Il 12 febbraio si è conclusa in Cassazione la vicenda giudiziaria di Mimmo Lucano, l’ex sindaco di Riace. Respinti tutti i ricorsi contro la sentenza di appello Lucano è stato condannato, solo, a 18 mesi di carcere (pena sospesa).
Condanna per un singolo episodio di “falso” relativo ad una delle 57 delibere contestate. Cadute, quindi, tutte le altre accuse e smontato definitivamente l’impianto accusatorio contro il “modello Riace”, non c’era nessun sistema, nessun business dell’immigrazione, nulla di tutto quanto dai tempi del governo Gentiloni-Minniti passando per il Conte-Salvini-Di Maio e i successivi alcune parti del mondo politico avevano propagandato. Dopo il “sistema Bibbiano” che sistema non era crolla, così, un altro mito della propaganda mediatica e politica.
Ci sarebbe molto da riflettere e analizzare su quanto accaduto in questi anni e come si possono montare teoremi giudiziari nell’Italia del XXI secolo. E c’è tantissimo di taciuto, nascosto, omesso. Sulla pelle di persone, parola quanto mai scandalosa in quest’Italia. Il “modello Riace” non era solo Mimì Capatosta, ci sono volti, vite, esseri umani che in questi anni sono finiti nei fascicoli giudiziari, che hanno visto il loro destino calpestato e buttato in pasto a leoni (come in moderni Colossei) mediatici e politici.
Tra loro c’è una ragazza, dimenticata in queste ore, e la cui morte è una ferita che sanguina ancora delle coscienze civili e umani. Quella ragazza è Becky Moses. Venduta in Nigeria ai trafficanti, transitata per i lager libici giunta in Italia era finita nelle grinfie della criminalità organizzata e fu costretta alla prostituzione. Tra i tanti episodi contestati a Mimmo Lucano c’è stata anche la concessione della carta d’identità a Becky Moses.
A norma di legge Becky Moses non avrebbe potuto ottenere la carta d’identità e, dopo il diniego alla richiesta d’asilo, non poteva rimanere ospite dei progetti di accoglienza a Riace. Nessuna legge ha impedito, ha donato la forza di impedire, che finisse nel ghetto di San Ferdinando, vicino Rosarno. Dove fu uccisa dal rogo scoppiato nella notte tra il 27 e il 28 gennaio 2018.

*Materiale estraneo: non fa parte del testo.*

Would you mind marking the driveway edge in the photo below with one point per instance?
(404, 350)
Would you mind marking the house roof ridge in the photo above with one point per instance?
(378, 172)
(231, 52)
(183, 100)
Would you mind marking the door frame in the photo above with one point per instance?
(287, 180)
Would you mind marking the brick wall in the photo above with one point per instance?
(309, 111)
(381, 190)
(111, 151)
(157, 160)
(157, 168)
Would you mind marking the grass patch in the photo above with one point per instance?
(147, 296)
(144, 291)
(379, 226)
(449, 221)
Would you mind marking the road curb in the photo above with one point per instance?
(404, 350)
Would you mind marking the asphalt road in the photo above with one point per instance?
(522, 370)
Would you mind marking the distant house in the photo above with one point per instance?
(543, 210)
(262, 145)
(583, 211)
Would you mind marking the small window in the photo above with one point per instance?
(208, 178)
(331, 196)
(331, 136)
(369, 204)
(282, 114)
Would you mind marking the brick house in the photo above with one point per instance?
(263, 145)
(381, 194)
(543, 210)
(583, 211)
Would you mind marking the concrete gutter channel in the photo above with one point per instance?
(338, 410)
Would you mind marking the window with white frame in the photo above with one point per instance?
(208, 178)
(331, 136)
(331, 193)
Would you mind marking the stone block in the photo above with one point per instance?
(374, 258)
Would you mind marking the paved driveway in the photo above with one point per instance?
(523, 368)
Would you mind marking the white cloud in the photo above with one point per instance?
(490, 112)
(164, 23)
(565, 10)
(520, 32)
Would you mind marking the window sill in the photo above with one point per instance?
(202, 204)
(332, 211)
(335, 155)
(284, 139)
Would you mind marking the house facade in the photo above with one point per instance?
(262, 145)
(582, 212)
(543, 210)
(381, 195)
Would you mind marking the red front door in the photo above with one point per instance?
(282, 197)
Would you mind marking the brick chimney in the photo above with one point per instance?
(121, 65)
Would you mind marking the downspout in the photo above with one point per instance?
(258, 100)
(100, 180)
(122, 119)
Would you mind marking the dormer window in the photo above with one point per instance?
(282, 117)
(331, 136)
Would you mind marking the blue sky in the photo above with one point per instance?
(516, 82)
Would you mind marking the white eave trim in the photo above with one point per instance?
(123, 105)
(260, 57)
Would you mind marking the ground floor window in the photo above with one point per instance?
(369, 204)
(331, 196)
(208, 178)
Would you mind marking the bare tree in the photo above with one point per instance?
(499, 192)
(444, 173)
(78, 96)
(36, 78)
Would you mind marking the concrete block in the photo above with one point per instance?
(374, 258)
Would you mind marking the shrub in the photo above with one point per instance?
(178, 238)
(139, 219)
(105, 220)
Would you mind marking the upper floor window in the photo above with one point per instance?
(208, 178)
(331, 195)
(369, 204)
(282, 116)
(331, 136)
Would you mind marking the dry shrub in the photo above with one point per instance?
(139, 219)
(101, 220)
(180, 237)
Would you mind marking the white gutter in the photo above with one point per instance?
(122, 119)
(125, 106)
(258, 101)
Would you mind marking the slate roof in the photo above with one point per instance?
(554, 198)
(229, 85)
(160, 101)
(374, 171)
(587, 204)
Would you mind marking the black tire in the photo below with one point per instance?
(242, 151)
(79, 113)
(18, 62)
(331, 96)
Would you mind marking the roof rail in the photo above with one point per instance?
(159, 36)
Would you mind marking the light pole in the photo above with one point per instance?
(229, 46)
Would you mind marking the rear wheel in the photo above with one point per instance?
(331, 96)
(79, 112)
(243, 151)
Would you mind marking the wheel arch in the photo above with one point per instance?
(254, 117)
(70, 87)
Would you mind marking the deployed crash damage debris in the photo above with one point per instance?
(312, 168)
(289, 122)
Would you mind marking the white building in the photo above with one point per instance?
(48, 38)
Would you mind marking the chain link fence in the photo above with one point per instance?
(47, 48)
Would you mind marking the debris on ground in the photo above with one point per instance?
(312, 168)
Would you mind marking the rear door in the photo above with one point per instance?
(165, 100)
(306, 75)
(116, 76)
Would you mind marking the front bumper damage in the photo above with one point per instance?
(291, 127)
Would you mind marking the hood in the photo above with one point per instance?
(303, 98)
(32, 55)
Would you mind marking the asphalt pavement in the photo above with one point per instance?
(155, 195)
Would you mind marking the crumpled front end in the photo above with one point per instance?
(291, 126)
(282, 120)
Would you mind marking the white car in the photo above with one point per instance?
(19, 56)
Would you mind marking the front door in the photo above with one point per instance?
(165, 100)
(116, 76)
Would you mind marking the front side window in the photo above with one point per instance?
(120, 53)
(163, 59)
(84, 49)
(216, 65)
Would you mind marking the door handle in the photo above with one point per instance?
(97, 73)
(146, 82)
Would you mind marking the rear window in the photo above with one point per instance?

Nigeria, Libia, Riace, Rosarno. Quattro luoghi hanno segnato gli ultimi anni di sopravvivenza di Becky Moses. Tutti e quattro ci raccontano molto dell’Italia di oggi, delle politiche, delle leggi e della società. Finita nelle mani dei trafficanti, lo snodo della sua vita è avvenuto in Libia. Il non Stato (il governo riconosciuto dalla comunità internazionale e dall’Italia non ha il consenso di larga parte della popolazione, è contrapposto ad un altro “governo” e non esiste in oltre la metà del Paese) sostenuto dall’Italia, con cui tutti i governi hanno fatto accordi e che si regge su milizie e trafficanti. Anni fa in Italia fu accolto con tutti gli onori Bija, ucciso in un agguato lo scorso 1° settembre, nonostante la marea di denunce internazionali contro di lui.
La vicenda Almasri è cronaca di queste settimane e, dalla voce del conduttore della “terza camera dello Stato”, abbiamo scoperto che l’Italia ha trattato con lui già nel 2016. Petrolio e migranti sono pedine di un gioco a scacchi internazionali, di interessi che non contemplano migliaia di vite come Becky Moses. Rapita, torturata e incatenata a norma di legge. In Italia è rapita, sfruttata e schiavizzata dal business disumano più antico della Storia. Difeso e alimentato da larghe fette della società, ogni anno i numeri di chi paga per stuprare e sfruttare sessualmente vittime della criminalità organizzata è altissimo. E il consenso a favorire sempre più questo business, legalizzando anche quel che già non lo è (la legge Merlin andrebbe letta prima di commentarla e proporre di modificarla), è trasversale. A norma di legge fu cacciata da Riace, fu allontanata e spedita nel ghetto in cui ha trovato la morte.
Becky Moses cercava giustizia ma trovò la legge, parafrasando la celebre canzone di De Gregori. E a norma di legge ha trovato la morte.